第23話「逃げる彼と彼女は勇者と勇者」

 ところで。

 ノアドラという少年は、「勇者」という職に就いている。

 だが、彼の持つ勇者という職業は、か弱き人々を救うためにモンスターと戦い、諸悪の根源である魔王を討つために存在する御伽噺のような、英雄の象徴――ではない。

 勇者とは、世界の害悪たる「魔物」とそれを生み出す首魁である「魔王」の滅菌を目指して創られた、「滅素研究機関ジェルダレアン」に所属する研究者、或いは調査員のことを指す。

 その存在は公表されており、一〇〇〇万人を超える数の人間が調査員として所属しているが、勇者という名前自体の認知度は限りなく低い。

 故に、一般的に勇者と聞かされても「はぁ?(笑)」という失笑でしか返されず、素直に「ジェルダレアン所属の調査員です」と名乗った方が恥もかかなくて済む――というのは、ノアドラがかつて慕っていた先輩勇者からのアドバイスだ。
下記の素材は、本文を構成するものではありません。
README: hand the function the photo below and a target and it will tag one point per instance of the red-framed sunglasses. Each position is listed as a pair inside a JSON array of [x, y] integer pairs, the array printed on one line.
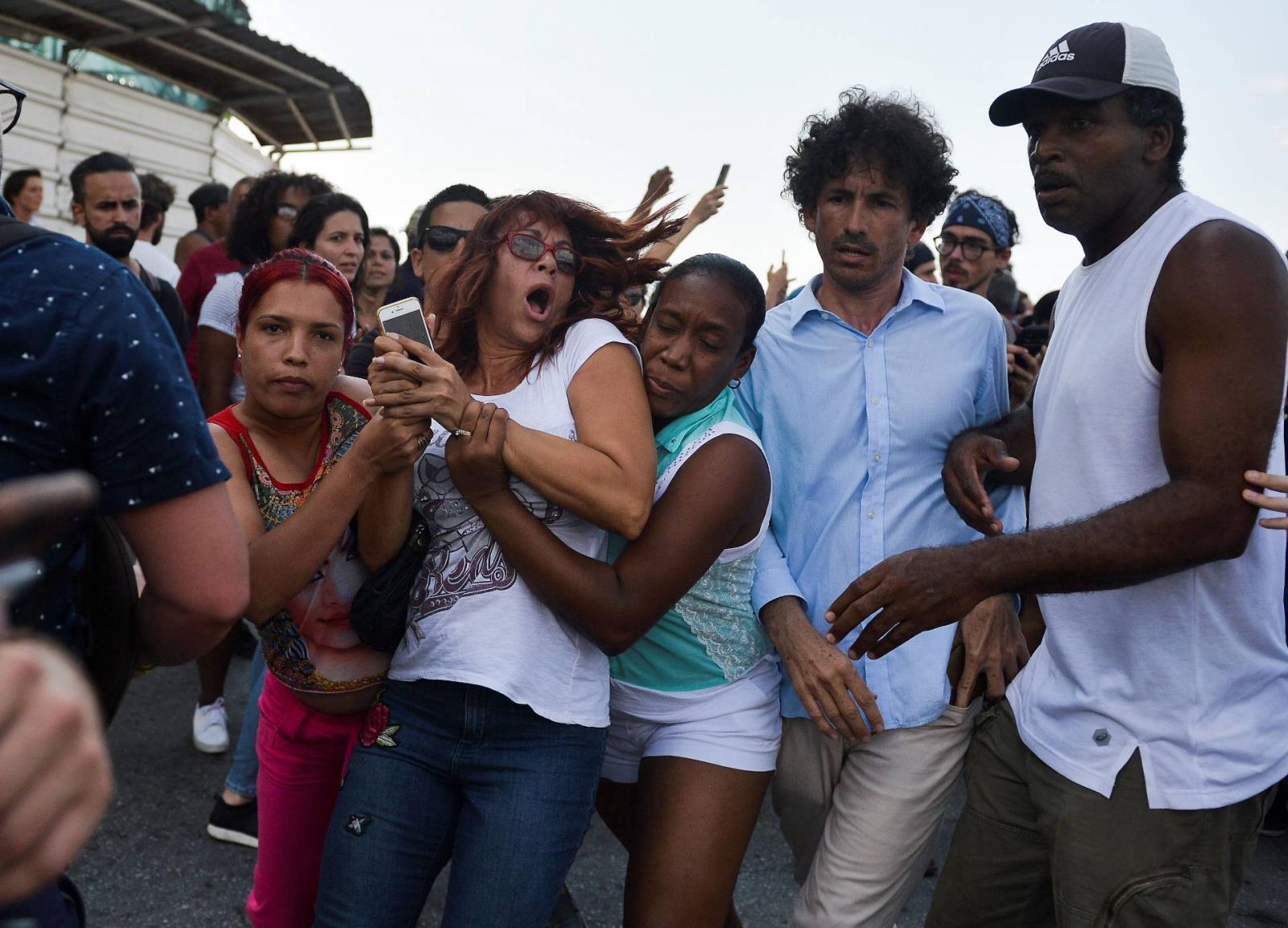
[[532, 249]]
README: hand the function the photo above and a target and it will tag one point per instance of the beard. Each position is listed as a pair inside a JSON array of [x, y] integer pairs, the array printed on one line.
[[115, 240]]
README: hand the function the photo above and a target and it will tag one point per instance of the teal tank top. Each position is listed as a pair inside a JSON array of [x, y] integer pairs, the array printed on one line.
[[712, 635]]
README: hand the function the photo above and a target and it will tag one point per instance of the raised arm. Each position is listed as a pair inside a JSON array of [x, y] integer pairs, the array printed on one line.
[[217, 345], [195, 563], [719, 496], [384, 517], [706, 208], [1217, 330]]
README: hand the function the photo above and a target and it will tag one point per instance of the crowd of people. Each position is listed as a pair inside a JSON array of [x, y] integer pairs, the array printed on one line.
[[656, 541]]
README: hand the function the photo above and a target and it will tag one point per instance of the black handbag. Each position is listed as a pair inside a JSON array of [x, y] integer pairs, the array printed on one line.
[[379, 610]]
 しかし、ノアドラも所属するこの組織は、認知度こそは低いものの、彼の想像を超えるほどに規模の大きい組織であるらしく、ほとんどの街に勇者を支援するための施設がある。

 宿泊施設であったり勇者専用の売店であったりと、そのサポートの対応幅は広いが、勇者の権限を使用してその施設を利用したりすれば、自分という勇者がその場所にいるという証拠を残してしまうことにもなる。

 例えば、ある勇者が別の勇者に協力を頼みたい時、条件の合う人物を探すことになるのだが、その時に利用されるのが、その勇者の居場所の情報である。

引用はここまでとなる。